作戦開始時間が近づいたので、一度一カ所に集まろうと、全員が歩き出す。
「ああ、足は引っ張らないので安心してください。」
今だ唖然としている男達に蓮が言った。
作戦開始となったとき、空がオレンジ色に変わり始めていた。
傭兵達は1人1人自由に動く。寄せ集めなので集団で行動するより、個人で動くことの方がいいのだ。

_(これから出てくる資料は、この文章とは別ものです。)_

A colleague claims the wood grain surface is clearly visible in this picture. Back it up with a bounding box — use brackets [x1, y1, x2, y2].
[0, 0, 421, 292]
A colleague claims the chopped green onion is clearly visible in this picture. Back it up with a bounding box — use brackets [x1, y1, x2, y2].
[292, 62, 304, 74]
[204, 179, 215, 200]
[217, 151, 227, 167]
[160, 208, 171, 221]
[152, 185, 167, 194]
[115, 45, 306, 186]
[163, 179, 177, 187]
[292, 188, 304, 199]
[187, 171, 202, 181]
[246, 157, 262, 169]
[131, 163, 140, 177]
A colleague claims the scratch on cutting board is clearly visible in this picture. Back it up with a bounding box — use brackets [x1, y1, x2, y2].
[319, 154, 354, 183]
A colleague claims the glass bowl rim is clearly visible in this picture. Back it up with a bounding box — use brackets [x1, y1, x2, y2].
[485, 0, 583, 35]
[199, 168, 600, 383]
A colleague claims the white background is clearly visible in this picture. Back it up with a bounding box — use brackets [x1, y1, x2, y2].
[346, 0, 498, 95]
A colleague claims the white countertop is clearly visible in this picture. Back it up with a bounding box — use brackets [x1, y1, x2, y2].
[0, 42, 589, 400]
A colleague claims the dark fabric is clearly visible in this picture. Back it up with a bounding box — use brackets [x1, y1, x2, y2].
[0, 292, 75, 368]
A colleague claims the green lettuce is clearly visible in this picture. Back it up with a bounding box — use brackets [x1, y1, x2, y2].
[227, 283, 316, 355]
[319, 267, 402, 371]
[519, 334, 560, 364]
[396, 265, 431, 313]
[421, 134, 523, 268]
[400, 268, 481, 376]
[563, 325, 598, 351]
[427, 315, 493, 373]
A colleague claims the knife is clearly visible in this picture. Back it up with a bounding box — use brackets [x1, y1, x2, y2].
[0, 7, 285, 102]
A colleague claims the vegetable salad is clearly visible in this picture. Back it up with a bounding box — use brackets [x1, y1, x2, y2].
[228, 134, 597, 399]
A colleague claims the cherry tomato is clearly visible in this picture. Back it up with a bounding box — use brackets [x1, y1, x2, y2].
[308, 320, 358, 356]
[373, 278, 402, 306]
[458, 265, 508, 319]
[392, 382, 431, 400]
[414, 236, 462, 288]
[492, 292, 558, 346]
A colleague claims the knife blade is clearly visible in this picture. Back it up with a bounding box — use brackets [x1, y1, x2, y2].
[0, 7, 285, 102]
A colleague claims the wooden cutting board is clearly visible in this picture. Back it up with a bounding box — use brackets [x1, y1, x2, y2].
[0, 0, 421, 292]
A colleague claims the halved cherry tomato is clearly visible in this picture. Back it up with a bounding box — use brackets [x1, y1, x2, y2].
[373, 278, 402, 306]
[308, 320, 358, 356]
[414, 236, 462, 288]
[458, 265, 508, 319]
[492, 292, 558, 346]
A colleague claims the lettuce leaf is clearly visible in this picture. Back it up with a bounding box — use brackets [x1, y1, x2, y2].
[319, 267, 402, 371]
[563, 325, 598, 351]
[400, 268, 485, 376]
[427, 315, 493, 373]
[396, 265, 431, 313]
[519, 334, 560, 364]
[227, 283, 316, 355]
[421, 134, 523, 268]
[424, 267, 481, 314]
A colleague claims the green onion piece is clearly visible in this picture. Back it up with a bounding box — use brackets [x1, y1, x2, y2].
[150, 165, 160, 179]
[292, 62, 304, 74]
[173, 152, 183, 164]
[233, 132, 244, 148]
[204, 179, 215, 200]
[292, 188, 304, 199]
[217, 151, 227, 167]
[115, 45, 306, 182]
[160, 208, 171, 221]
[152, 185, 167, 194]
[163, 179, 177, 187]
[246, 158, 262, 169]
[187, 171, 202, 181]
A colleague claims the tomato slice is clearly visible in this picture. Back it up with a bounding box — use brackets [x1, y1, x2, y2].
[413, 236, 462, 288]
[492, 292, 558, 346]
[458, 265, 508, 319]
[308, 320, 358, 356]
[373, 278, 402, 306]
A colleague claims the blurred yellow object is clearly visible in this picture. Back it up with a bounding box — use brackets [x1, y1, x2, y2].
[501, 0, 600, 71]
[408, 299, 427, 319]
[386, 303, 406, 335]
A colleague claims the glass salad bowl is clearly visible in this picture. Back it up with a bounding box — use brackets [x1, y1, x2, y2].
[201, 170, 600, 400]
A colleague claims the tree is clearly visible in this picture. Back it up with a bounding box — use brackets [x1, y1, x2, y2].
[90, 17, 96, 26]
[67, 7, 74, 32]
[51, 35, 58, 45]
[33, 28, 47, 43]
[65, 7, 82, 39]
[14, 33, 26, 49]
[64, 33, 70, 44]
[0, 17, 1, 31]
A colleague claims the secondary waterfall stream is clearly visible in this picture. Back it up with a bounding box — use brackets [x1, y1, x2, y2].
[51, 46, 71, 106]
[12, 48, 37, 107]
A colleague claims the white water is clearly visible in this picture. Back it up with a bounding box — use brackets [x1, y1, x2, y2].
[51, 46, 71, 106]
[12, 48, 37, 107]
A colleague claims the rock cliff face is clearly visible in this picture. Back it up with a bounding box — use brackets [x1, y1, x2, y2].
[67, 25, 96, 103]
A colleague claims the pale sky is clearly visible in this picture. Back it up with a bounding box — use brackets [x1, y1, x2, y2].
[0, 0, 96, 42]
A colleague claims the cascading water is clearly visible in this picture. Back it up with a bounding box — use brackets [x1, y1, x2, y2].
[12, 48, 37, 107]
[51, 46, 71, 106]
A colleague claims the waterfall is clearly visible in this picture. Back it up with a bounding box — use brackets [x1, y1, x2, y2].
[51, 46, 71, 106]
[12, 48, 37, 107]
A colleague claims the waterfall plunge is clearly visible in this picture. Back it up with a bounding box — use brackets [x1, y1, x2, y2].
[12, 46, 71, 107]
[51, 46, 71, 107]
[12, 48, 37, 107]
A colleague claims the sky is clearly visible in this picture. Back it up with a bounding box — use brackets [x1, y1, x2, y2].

しかし蓮の周りには数人の俺達がいた。何度か仕事を一緒にして、蓮の異常な強さ、的確な采配を見た彼らは、いつしか蓮を隊長と呼んでいた。
蓮と共に進んで行き、途中で蓮の作戦を聞き、別れる。
蓮は1人、中央広場に出た。
ビルに囲まれた広場は、まるで爆撃を受けたように、コンクリートで舗装された地面に穴が空き、所々亀裂が入っている。
蓮は広場の中心まで歩いて止まる。
どこからともなく現れた敵が蓮を包囲した。
「動くな。」
敵の1人が片手を上げると、映像が映し出されるように戦車が10台現れる。
「(なるほど、光学迷彩か…。どおりでレーダーで見つけられないわけだ。)」
敵と戦車の位置を把握しながら心の中で呟く蓮。
「まさかここで『北の狼』に会えるとは思わなかったぞ。」
「こいつを倒せば名が上がるぜ!」
敵がまるで大金を手にしたかのように笑う。
「銭勘定は倒してからにするべきだ。1番、3番、4番起爆!」
蓮の声と同時に爆発音が聞こえ、周りのビルが広場に崩れ落ちてくる。